Grunz ist nach Potsdam zurückgekehrt
Heimat – dies hat für Angelo Grunz große Bedeutung. Sein Karriereverlauf ist davon gekennzeichnet. Aus Berlin stammend kam er als Jugendlicher auf die Potsdamer Sportschule und verließ diese nach drei Jahren wieder gen Bundeshauptstadt, um sich dort den Füchsen Berlin anzuschließen. Mit ihnen wurde Grunz 2013 deutscher A-Jugend-Meister. Es ging für ihn dann hoch zu den Füchse-Profis, er trainierte im Bundesligakader, erhielt auch ein wenig Spielzeit und war ansonsten für die Füchse II aktiv. Doch zwei Kreuzbandrisse im rechten Knie bremsten Angelo Grunz aus. Ein Wechsel zu Zweitliga-Vertreter Tusem Essen im Sommer 2016 wurde dann ein kurzes Intermezzo, „denn ich wollte lieber nahe bei meiner Familie in Berlin sein“.

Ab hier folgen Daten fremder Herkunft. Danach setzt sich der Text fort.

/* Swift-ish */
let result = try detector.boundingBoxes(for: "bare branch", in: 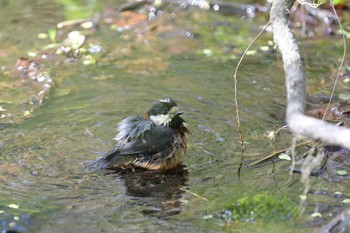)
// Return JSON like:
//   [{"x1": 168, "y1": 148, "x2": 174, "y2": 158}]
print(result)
[{"x1": 270, "y1": 0, "x2": 350, "y2": 149}]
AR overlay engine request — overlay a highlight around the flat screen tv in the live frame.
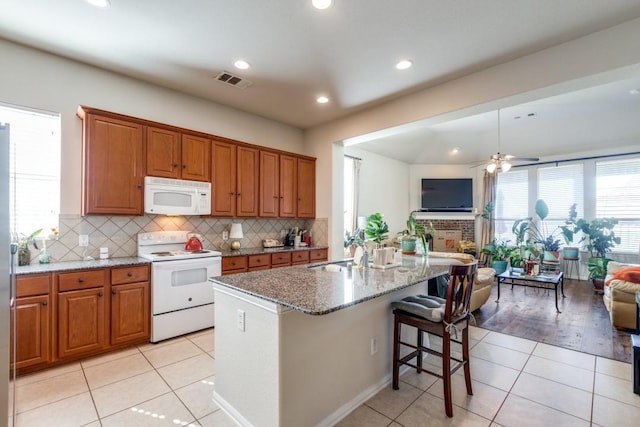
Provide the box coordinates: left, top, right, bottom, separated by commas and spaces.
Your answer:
421, 178, 473, 212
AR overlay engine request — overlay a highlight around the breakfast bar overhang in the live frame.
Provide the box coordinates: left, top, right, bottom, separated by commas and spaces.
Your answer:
211, 256, 450, 427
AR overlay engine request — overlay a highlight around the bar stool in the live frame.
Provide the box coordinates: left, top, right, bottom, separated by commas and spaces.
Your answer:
391, 261, 478, 417
562, 257, 580, 280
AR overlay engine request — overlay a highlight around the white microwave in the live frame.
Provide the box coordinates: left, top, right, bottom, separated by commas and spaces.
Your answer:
144, 176, 211, 215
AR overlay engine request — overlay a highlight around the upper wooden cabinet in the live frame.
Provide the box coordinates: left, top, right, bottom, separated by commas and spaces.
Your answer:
297, 158, 316, 218
78, 107, 144, 215
211, 140, 259, 217
146, 126, 211, 182
259, 150, 316, 218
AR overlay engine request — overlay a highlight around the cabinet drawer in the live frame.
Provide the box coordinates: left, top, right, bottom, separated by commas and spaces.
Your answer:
271, 252, 291, 267
111, 265, 149, 285
249, 254, 271, 268
16, 274, 51, 298
222, 256, 247, 274
309, 249, 329, 261
58, 269, 109, 292
291, 251, 309, 264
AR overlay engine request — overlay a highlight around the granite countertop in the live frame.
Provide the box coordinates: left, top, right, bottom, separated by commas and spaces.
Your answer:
210, 255, 451, 315
16, 257, 151, 275
221, 246, 329, 257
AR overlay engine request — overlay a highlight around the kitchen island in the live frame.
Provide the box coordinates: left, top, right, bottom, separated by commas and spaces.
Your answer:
211, 256, 451, 427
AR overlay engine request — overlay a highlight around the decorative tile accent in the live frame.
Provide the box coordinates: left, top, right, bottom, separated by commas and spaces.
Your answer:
26, 215, 329, 264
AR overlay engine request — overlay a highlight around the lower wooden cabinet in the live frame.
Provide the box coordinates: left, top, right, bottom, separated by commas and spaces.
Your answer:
222, 248, 329, 275
11, 264, 151, 373
111, 266, 151, 345
57, 286, 108, 359
10, 274, 52, 370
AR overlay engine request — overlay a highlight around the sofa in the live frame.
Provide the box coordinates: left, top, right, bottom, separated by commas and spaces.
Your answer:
429, 251, 496, 311
602, 261, 640, 330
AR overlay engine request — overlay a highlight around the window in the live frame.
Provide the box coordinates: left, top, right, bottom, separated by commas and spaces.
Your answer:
534, 163, 584, 244
494, 169, 529, 244
596, 159, 640, 252
0, 105, 61, 237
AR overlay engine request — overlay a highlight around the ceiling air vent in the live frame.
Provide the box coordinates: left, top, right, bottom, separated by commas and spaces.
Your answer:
216, 71, 253, 89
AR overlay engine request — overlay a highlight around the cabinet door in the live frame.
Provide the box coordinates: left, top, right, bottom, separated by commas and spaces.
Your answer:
259, 151, 280, 217
58, 287, 108, 358
211, 140, 236, 216
279, 154, 298, 218
147, 126, 181, 178
111, 282, 150, 345
11, 294, 51, 369
82, 114, 144, 215
182, 134, 211, 182
236, 146, 259, 217
297, 159, 316, 218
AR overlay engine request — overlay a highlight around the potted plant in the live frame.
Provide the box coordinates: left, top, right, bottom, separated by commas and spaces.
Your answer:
559, 203, 580, 260
576, 218, 620, 293
364, 212, 389, 245
482, 239, 519, 274
344, 228, 364, 258
18, 228, 42, 265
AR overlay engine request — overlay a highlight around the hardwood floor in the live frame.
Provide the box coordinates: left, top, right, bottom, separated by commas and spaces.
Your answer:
473, 279, 631, 362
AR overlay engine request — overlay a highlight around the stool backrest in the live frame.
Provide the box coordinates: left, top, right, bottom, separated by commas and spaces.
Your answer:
444, 261, 478, 323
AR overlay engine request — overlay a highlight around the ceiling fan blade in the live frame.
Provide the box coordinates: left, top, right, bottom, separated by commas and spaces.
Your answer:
502, 154, 540, 162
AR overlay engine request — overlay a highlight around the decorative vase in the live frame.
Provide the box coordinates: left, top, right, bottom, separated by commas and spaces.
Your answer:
18, 246, 31, 265
562, 246, 580, 259
400, 237, 416, 255
491, 261, 509, 276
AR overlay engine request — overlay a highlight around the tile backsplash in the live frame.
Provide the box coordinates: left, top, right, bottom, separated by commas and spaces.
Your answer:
25, 215, 328, 263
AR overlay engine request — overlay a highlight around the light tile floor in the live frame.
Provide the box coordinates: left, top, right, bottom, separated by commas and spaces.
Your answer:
8, 327, 640, 427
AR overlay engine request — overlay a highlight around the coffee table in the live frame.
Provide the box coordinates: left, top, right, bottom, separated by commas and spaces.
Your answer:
496, 270, 565, 313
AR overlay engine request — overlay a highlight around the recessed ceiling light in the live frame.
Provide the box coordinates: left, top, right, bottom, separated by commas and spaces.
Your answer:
233, 59, 251, 70
311, 0, 333, 10
86, 0, 111, 7
396, 59, 413, 70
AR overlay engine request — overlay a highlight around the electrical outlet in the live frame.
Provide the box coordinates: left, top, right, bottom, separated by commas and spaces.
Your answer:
236, 309, 244, 332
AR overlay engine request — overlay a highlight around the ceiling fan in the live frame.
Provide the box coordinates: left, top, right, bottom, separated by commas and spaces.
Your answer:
487, 110, 540, 173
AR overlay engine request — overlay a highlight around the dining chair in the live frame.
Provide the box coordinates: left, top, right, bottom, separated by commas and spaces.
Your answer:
391, 261, 478, 417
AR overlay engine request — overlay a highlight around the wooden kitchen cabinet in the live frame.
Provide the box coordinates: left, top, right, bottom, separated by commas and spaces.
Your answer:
10, 274, 52, 370
248, 254, 271, 271
271, 252, 291, 268
78, 107, 144, 215
222, 255, 247, 276
211, 140, 259, 217
296, 158, 316, 218
309, 249, 329, 262
146, 126, 211, 182
110, 265, 151, 345
291, 251, 309, 265
54, 269, 109, 359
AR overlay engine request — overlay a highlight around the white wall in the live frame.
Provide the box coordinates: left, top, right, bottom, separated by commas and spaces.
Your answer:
0, 40, 308, 215
343, 147, 411, 237
305, 19, 640, 260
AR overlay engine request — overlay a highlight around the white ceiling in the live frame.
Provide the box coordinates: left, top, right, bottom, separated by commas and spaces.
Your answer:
0, 0, 640, 163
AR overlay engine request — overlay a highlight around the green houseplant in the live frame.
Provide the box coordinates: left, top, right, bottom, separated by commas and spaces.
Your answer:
18, 228, 42, 265
364, 212, 389, 245
576, 218, 620, 293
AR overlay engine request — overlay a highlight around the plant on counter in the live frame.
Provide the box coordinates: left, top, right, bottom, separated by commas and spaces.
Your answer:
576, 218, 620, 293
364, 212, 389, 245
18, 228, 42, 265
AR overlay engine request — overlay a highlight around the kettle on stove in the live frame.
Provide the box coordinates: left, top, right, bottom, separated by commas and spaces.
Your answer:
184, 233, 202, 251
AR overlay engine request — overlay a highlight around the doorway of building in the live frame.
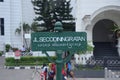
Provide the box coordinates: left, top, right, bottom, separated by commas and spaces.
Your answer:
93, 19, 118, 57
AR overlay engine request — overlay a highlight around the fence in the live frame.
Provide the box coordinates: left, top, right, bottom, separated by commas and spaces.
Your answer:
105, 68, 120, 80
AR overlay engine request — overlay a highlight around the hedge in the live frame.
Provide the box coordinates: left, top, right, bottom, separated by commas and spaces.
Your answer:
5, 56, 56, 66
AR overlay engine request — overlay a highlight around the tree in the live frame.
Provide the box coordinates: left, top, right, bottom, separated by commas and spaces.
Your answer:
15, 23, 31, 48
32, 0, 75, 31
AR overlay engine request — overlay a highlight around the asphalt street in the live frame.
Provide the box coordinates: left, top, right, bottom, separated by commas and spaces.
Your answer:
0, 56, 105, 80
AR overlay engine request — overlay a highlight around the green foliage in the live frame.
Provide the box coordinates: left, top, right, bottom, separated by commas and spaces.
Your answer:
5, 44, 11, 52
32, 0, 75, 31
12, 48, 18, 52
78, 44, 93, 54
0, 51, 3, 56
75, 64, 103, 70
5, 57, 56, 66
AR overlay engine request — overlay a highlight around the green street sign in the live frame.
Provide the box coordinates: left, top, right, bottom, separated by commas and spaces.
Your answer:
31, 32, 87, 51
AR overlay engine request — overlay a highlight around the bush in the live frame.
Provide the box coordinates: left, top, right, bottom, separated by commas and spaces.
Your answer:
0, 51, 3, 56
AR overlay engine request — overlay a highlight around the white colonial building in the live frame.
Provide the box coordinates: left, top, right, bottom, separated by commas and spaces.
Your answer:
0, 0, 120, 56
0, 0, 35, 50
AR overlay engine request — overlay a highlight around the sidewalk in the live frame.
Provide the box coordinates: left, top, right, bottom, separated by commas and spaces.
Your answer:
68, 78, 105, 80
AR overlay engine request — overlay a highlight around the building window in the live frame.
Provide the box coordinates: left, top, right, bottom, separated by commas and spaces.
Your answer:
0, 0, 3, 2
0, 18, 4, 35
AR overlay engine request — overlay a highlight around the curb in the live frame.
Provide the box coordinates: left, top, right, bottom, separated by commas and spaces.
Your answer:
4, 66, 41, 69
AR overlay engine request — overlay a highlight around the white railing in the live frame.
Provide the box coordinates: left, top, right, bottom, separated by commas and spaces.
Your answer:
105, 68, 120, 80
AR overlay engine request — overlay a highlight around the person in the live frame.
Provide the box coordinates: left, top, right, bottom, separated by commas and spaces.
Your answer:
42, 64, 47, 80
66, 61, 75, 80
62, 68, 67, 80
20, 45, 26, 55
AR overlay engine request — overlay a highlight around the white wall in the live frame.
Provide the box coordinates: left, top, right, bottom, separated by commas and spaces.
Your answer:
76, 0, 120, 31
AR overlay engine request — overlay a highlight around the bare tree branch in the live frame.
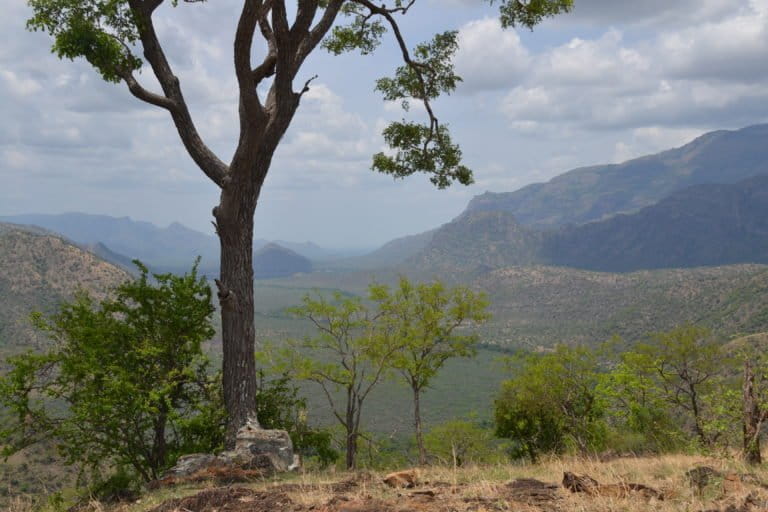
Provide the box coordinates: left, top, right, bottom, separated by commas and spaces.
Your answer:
128, 0, 229, 187
123, 73, 177, 111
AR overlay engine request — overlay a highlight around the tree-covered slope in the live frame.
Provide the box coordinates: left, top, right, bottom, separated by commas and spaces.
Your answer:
253, 244, 312, 279
411, 175, 768, 273
541, 176, 768, 272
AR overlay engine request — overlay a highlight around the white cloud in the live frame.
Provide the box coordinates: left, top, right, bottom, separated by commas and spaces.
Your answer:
454, 18, 530, 93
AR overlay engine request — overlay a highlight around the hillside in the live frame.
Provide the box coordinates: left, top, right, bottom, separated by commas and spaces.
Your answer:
467, 125, 768, 228
253, 244, 312, 279
414, 211, 543, 273
541, 176, 768, 272
323, 229, 437, 270
409, 175, 768, 273
473, 265, 768, 348
0, 224, 129, 354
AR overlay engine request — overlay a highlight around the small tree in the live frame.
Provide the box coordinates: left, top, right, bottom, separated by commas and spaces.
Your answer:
632, 325, 729, 446
0, 262, 224, 481
256, 371, 339, 467
424, 420, 497, 467
268, 293, 397, 469
27, 0, 573, 444
600, 339, 685, 452
371, 277, 490, 465
495, 345, 605, 460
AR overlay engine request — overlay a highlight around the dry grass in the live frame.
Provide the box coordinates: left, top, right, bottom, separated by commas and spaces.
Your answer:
15, 455, 768, 512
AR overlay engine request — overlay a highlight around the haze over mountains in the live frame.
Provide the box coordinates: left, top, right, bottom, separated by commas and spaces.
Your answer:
0, 126, 768, 356
364, 125, 768, 272
0, 223, 129, 359
0, 213, 339, 273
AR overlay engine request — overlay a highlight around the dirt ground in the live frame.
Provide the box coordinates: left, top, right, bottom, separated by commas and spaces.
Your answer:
141, 466, 768, 512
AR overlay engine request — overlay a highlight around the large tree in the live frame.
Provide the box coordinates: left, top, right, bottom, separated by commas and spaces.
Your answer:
29, 0, 573, 441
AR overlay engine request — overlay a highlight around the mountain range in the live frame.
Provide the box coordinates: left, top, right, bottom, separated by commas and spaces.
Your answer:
0, 223, 130, 353
0, 212, 339, 274
358, 125, 768, 273
467, 124, 768, 228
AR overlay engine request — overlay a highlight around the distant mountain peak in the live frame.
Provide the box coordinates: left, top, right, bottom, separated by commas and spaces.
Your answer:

Darum schloss er sich bereits wenige Monate später dem Drittligisten MTV Braunschweig an. Stopp! Braunschweig nahe Berlin? „Ja, ich habe nur für den MTV gespielt, aber bei den Füchsen II, die in der Oberliga antreten, trainiert“, erläuterte Angelo Grunz, den dieser Zustand aber nicht zufriedenstellte. Zur Saison 2017/18 suchte er einen neuen Verein im Berliner Speckgürtel, in dem er vollwertig dabei sein kann. „Es kamen nur Oranienburg und der VfL infrage, weil beide dritte Liga und auf gutem Niveau spielen.“ Letztlich entschied er sich für eine Rückkehr nach Potsdam, weil ihn das dortige Projekt „Zurück in die Zukunft“ – das heißt, perspektivisch soll wieder der Zweitliga-Aufstieg gelingen – reizt. Statt Aufstieg heißt die Mission für den mit einem Zweijahresvertrag ausgestatteten Torwart nun aber zunächst Klassenerhalt. Vorgebeugt saß er am Samstagabend auf seinem blauen MBS-Arena-Sitz und meinte: „Pläne sind das eine, die Realität etwas anderes. Ich nehme jede Herausforderung an, wie sie kommt. Und ich bin mir sicher, dass wir die derzeitige hier gut meistern werden.“
Fabian Pellegrini lernt von Angelo Grunz
Auch Fabian Pellegrini stellt sich der Herausforderung, der mannschaftlichen und persönlichen. „Mein Wettkampf ist jetzt erst einmal das Training. Dort kann ich dem Team mit guten Leistungen helfen und beweisen, dass man sich auch im Spiel auf mich verlassen könnte. Wenn meine Chance kommt, muss ich da sein“, sagte der 21-Jährige. Er wisse jedoch: „Hält Angelo so, wie er das bisher gemacht hat, gibt es natürlich für unseren Trainer keinen Grund zum Wechseln.“ Grunz glänzt schlichtweg zu sehr.
Fabian Pellegrini möchte das allerdings gleichsam für sich nutzen. Der Schweizer Junioren-Nationalspieler genießt die gute Zusammenarbeit mit seinem Kompagnon, von dem er eine Menge lernen könne. Wie die Fähigkeit, das Spiel zu lesen, Situationen gedankenschnell zu erkennen. Oder ganz spezielle Abwehrbewegungen zu machen, bei denen die langen Gliedmaßen auf unkonventionelle Weise herumgewirbelt und die Gegner damit überrascht werden. Aber vor allem sei ein bestimmtes Auftreten von Angelo Grunz lehrreich – das als emotionaler Anführer.